14.13 The age pyramid for the United States shows a baby boomer “bulge” resulting
from the unusually large number of babies born from the late 1940s to the early 1960s,
who are now reaching retirement age. There is concern that the current number of
working individuals is not great enough to sufficiently contribute to cover the retirement
system payouts promised to the baby boomers. Why wouldn’t another “baby boom”
solve this problem?
Answer: This problem is immediate and individuals born today will take many years to
reach the workforce. In the meantime, they also require resources for support.

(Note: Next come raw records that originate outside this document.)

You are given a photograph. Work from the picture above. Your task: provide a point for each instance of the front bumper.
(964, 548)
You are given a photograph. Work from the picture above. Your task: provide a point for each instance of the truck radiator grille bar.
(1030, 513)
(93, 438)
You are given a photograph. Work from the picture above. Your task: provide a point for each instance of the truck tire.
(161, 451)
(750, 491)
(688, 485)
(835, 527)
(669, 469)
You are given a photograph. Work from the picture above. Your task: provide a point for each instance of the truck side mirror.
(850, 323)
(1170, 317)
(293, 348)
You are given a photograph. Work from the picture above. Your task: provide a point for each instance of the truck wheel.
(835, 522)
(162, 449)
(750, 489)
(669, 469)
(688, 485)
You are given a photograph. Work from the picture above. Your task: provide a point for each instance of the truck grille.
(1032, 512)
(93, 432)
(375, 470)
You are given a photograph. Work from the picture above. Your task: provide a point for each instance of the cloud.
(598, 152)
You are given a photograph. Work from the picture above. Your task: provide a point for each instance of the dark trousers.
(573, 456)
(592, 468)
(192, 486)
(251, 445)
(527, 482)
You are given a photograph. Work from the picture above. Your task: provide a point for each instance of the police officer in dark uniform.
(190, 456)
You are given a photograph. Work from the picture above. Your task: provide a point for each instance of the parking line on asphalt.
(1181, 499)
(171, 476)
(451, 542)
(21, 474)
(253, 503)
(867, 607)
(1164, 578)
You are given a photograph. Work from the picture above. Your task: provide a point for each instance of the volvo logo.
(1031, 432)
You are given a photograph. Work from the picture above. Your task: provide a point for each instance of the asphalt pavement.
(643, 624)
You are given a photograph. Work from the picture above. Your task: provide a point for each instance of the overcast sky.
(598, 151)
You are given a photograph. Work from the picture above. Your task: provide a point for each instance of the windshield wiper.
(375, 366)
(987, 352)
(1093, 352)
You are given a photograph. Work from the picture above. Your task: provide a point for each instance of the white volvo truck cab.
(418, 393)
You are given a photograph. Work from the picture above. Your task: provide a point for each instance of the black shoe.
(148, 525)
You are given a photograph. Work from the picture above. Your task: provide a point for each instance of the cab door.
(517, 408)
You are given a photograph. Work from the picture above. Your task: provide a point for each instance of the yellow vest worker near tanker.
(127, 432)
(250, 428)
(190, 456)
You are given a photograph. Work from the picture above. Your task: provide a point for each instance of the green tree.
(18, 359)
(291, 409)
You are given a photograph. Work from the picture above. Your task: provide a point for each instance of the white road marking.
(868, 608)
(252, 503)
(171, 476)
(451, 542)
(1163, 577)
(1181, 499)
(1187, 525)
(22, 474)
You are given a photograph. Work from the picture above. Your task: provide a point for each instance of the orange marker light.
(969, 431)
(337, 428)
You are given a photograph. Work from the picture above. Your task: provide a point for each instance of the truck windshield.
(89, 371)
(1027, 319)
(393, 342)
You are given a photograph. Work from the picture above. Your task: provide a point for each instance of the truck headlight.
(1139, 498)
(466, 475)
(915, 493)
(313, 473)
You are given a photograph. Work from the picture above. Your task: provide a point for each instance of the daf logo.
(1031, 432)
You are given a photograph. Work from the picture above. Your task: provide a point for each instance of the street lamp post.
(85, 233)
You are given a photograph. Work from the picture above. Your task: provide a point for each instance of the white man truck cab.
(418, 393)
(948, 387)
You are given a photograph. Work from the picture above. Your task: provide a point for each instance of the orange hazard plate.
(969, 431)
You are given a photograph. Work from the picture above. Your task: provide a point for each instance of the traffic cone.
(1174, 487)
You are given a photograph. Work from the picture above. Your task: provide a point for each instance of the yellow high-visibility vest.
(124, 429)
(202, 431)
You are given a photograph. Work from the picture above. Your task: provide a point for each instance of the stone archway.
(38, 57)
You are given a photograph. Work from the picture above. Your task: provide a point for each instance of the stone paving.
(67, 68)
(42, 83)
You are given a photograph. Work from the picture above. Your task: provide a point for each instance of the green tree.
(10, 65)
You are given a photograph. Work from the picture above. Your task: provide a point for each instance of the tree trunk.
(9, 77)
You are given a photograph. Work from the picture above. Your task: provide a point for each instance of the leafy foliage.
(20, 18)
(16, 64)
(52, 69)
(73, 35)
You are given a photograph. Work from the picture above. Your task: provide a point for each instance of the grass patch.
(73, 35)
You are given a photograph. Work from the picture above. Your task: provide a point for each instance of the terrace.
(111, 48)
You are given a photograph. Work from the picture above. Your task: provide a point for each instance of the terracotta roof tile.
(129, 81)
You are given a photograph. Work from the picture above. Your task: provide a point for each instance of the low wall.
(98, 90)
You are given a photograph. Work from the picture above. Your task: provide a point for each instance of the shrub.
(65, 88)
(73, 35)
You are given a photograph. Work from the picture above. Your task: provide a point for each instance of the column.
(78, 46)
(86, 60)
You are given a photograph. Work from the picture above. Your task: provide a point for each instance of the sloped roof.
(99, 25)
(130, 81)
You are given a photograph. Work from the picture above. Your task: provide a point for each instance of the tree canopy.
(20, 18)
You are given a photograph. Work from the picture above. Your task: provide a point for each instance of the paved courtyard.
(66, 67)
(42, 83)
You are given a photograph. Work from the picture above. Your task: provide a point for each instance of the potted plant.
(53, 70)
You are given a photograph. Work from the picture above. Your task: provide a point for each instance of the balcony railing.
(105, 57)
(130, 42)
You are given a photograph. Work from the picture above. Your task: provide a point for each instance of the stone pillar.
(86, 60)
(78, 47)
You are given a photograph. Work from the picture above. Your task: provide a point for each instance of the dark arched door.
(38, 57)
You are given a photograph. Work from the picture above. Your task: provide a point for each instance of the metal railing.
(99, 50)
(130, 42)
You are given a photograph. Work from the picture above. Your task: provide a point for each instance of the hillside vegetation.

14.14 What areas of the world have not yet completed their demographic transitions and
still display dangerously fast rates of population growth?
Answer: Mexico, Brazil, Southeast Asia, and most of Africa have not yet completed
their demographic transitions, and display fast rates of population growth.
14.15 For all of the considerable success of the human species, ultimately human

3. population growth will face limits. Why?
Answer: Like every other species, human environment has a carrying capacity beyond
which the population cannot be maintained.